Anecdotal evidence of this already shows up in other synthesizers build by us. When using an American English based synthesizer with US English phoneset, a US English lexicon, and a Scottish English speaker, the lexical entries do not properly match the speaker's pronunciations. For examples palatalized /uw/ as found in British English in /t y uw z d ey/ (Tuesday) is defined as /t uw z d ey/ in the US English lexicon. When this labeling is used against a Scottish English speaker the /y-uw/ segment is labeled as /uw/. Thus when other words are synthesized with similar contexts the palatalization is still generated thus words labeled as /s t uw d eh n t/ (student) may correctly, for the dialect, be synthesized as acoustics that could be labeled as /s t y uw d eh n t/.
It should be noted that it is rare that absolutely no phonetic knowledge is available for a language and often at least some information (vowel/consonant) can be directly derived from the orthographic system.
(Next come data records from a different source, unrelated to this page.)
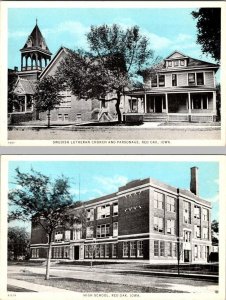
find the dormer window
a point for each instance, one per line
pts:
(182, 62)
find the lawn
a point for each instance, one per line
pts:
(86, 286)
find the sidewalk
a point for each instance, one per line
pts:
(35, 287)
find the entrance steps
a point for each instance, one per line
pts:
(155, 117)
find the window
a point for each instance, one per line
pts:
(170, 204)
(65, 117)
(102, 250)
(197, 212)
(156, 248)
(86, 251)
(191, 78)
(115, 209)
(170, 226)
(114, 250)
(103, 211)
(125, 249)
(168, 249)
(158, 200)
(196, 251)
(67, 236)
(132, 249)
(106, 250)
(97, 251)
(65, 98)
(199, 101)
(58, 236)
(90, 214)
(174, 79)
(158, 224)
(154, 81)
(174, 249)
(200, 78)
(35, 253)
(187, 236)
(77, 233)
(133, 103)
(197, 231)
(89, 232)
(205, 214)
(103, 230)
(162, 248)
(181, 62)
(161, 80)
(115, 229)
(187, 212)
(140, 249)
(205, 233)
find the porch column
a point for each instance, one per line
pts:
(25, 103)
(166, 99)
(214, 103)
(189, 103)
(145, 103)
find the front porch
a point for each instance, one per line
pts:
(197, 106)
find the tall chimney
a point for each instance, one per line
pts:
(194, 186)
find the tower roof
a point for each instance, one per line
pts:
(36, 41)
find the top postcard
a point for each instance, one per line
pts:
(112, 73)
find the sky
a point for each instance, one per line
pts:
(98, 178)
(167, 29)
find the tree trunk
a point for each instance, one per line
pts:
(117, 107)
(48, 115)
(48, 258)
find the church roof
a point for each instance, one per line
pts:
(36, 40)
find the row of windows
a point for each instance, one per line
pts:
(133, 249)
(165, 248)
(197, 213)
(103, 212)
(102, 230)
(192, 79)
(159, 202)
(101, 250)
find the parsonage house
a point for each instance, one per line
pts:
(182, 89)
(144, 220)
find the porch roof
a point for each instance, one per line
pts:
(170, 90)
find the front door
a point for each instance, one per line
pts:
(158, 104)
(76, 252)
(187, 255)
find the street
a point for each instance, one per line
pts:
(115, 133)
(116, 276)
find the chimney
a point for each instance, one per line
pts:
(194, 186)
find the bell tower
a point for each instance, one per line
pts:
(35, 55)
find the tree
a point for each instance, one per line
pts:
(112, 66)
(209, 30)
(215, 231)
(47, 96)
(46, 203)
(18, 243)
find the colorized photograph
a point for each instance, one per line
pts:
(114, 74)
(91, 225)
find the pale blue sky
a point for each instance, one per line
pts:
(98, 178)
(167, 29)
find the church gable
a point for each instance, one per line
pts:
(50, 70)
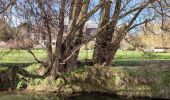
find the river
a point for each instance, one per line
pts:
(83, 96)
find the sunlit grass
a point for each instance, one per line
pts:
(22, 56)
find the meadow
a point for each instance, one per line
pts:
(22, 56)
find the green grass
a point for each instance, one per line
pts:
(22, 56)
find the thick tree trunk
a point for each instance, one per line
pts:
(101, 52)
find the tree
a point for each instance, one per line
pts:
(48, 18)
(124, 19)
(5, 31)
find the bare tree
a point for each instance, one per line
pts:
(125, 18)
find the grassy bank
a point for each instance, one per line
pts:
(22, 56)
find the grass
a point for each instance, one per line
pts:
(22, 56)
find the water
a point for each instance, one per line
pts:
(85, 96)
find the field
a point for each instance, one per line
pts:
(22, 56)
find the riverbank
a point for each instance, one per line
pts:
(144, 81)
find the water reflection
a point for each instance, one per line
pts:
(84, 96)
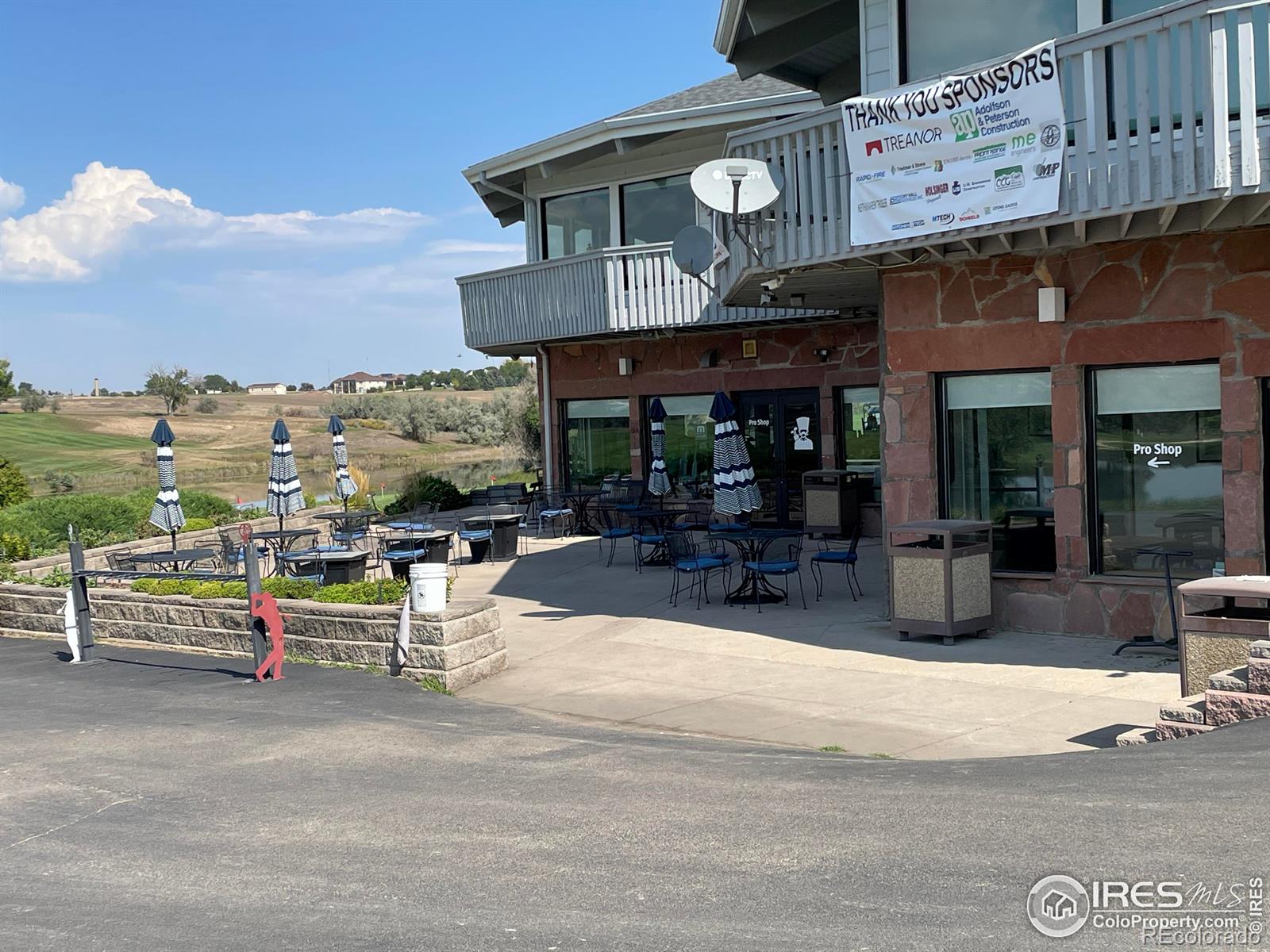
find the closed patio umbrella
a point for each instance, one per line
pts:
(344, 486)
(736, 489)
(658, 479)
(285, 495)
(167, 512)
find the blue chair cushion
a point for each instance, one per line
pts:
(698, 564)
(772, 568)
(833, 555)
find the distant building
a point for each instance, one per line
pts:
(364, 382)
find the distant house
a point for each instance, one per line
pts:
(364, 382)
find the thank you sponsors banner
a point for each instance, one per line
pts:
(965, 152)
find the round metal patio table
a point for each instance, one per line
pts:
(283, 541)
(179, 559)
(751, 547)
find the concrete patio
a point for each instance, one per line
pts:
(603, 644)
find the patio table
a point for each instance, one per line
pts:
(751, 547)
(334, 565)
(581, 501)
(406, 549)
(283, 541)
(179, 559)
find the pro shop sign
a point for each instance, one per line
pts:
(962, 152)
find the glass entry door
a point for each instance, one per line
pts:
(783, 432)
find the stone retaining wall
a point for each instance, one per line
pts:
(201, 539)
(457, 647)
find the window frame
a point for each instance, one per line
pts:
(1092, 527)
(941, 450)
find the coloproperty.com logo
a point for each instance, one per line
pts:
(1160, 913)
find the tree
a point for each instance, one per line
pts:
(13, 484)
(171, 385)
(32, 401)
(6, 381)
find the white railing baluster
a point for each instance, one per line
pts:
(1250, 152)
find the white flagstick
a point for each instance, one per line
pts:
(404, 632)
(71, 626)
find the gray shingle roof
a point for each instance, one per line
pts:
(725, 89)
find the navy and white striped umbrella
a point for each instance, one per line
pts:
(285, 495)
(167, 512)
(658, 479)
(736, 489)
(344, 486)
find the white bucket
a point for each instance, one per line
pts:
(429, 587)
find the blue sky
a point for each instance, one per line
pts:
(156, 159)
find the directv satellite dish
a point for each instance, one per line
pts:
(737, 186)
(692, 251)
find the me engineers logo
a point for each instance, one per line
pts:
(1058, 907)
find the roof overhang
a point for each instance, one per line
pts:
(812, 44)
(499, 182)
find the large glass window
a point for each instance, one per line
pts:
(943, 37)
(999, 463)
(575, 224)
(860, 420)
(657, 209)
(689, 443)
(1159, 469)
(597, 440)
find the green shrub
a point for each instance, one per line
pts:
(14, 549)
(365, 593)
(99, 520)
(13, 484)
(425, 488)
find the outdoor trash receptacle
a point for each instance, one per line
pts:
(429, 587)
(941, 582)
(1216, 639)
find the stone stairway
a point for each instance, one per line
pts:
(1236, 695)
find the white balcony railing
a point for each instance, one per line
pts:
(1127, 175)
(615, 291)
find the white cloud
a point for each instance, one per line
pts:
(111, 211)
(12, 196)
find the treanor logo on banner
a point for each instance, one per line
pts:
(1010, 114)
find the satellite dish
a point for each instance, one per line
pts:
(692, 251)
(737, 186)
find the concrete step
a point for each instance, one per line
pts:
(1172, 730)
(1230, 706)
(1189, 710)
(1259, 676)
(1233, 679)
(1136, 736)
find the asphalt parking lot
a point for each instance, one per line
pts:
(162, 801)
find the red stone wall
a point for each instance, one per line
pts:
(1153, 301)
(671, 366)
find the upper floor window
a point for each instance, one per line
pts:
(575, 224)
(657, 209)
(943, 37)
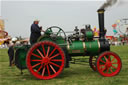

However it is not unusual that there are no linguistically knowledgeable speakers of the language available, and native speakers are often not explicitly conscious of the distinction they are making. In a practical sense, a gross classification of phonemes can be reasonably specified but fine distinctions are much harder.
It is worth comparing the complexity of mapping letters directly to acoustics, with the more standard approach of having an intermediate finite phone set. As we are considering mapping without explicit lexicons it is best to compare with the automatic letter to sound rule mappings as described in ; in this case, we map letters to predefined finite phone sets. Importantly, letter to sound training sets are bigger, because it is easier to collect text than speech. However the difference in size is only perhaps one order of magnitude (5000 words vs. 50,000 words), and in the letter to acoustic case we have selected data deliberately to get coverage.
Machine learning techniques could allow us to assume a hidden layer that explicitly represents a phone set, but we have not investigated that yet.
Another direction that may be worth investigating is to cluster the acoustics independent of any labeling and then match the types identified by the clusters to letters. Such techniques for acoustically derived units have been studied for speech recognition (e.g. ) but have not yet been investigated for unit selection synthesis.
It is clear that depending on the language and knowledge available, there is a scale of pure letter to acoustic through to letter to phone and phone to acoustic models. But we would like to make that scale available to the voice builder so they may best take advantage of the information they currently have available.
Another point that we wish to make clear is that without native speaker's feedback for evaluation the ultimate quality of a synthetic voice cannot be determined. As those who work in the field immediately notice, synthesis in languages you are not familiar with typically sound better than synthesis in languages you are knowledgeable about. It requires fluent speakers to properly evaluate content. In our experience in building synthesizers for minority language we find, anecdotally, that listeners can be more extreme that those in more common languages. On one hand, that there is a synthesizer at all in their language can make some native listeners accept what is not the best possible synthesis. On the other hand, listeners of minority languages are likely to be unfamiliar with speech synthesis, and they can even find listening to high quality recorded speech difficult to understand.